Warp performs several optimization steps to increase the performance and responsiveness of calculations. The optimization steps are performed in the following stages:
- Step fusion
- Data operation coalescing and reordering
- Expression optimization
- SQL pushdown
If two consecutive steps transform data in such a way that they cancel each other out, they are removed from the processing chain. For example, two consecutive transpositions result in the original data set. Note that Warp will notify you when you add a step that cancels out the last step.
Steps are also fused if they can be logically combined. For instance, if the last step in a chain is sorting by a column, and you add a step that sorts by another column, both steps are combined into a single step that uses multi-level sorting.
Data operation coalescing and reordering
On a lower level, data operations are 'coalesced' as well. Unlike step fusion, coalescing is not made visible to the end-user. For instance, if you have two consecutive filter steps, Warp will combine both into a single filter operation, using an AND expression.
Warp may also reorder operations to improve performance. For instance, if you calculate a new column and then filter rows, Warp may decide to filter first, and then calculate the column, as long as the filter does not depend on the newly calculated value. In general Warp will try to order filter operations as early as possible, so the database can maximally use any indexes that may be present for a table.
Warp performs the following optimizations on expressions used in calculate and filer steps:
- Constant expressions are replaced with their static outcomes.
- Warp checks if a comparison is made between expressions that are equivalent (e.g. [@column]=[@column] is always true). These are replaced with constants.
If a filter expression is constant 'false' or constant 'true', the filter can be removed completely.
Warp translates data operations to SQL queries whenever possible for steps that operate on data from an SQL data source. This increases performance greatly, as it does not require transferring the full data set to Warp, and lets the database do the work.

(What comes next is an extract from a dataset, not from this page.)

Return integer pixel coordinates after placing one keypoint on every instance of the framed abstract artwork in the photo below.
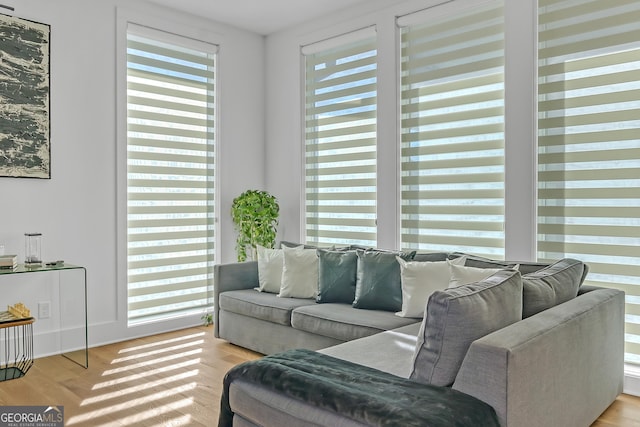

The database can make use of its caches and indexes to perform the work more efficiently as well.
Not all operations can be performed in SQL. Avoid the following operations to maintain maximum performance:
- Pivoting of data (aggregation by rows only is fine)
In some cases, Warp will upload data temporarily to a database to make it possible to perform a query in SQL. For instance, if a large table is joined with a small look-up table created in Warp, Warp can upload the look-up table as a temporary table in the database, and then perform the join fully in SQL.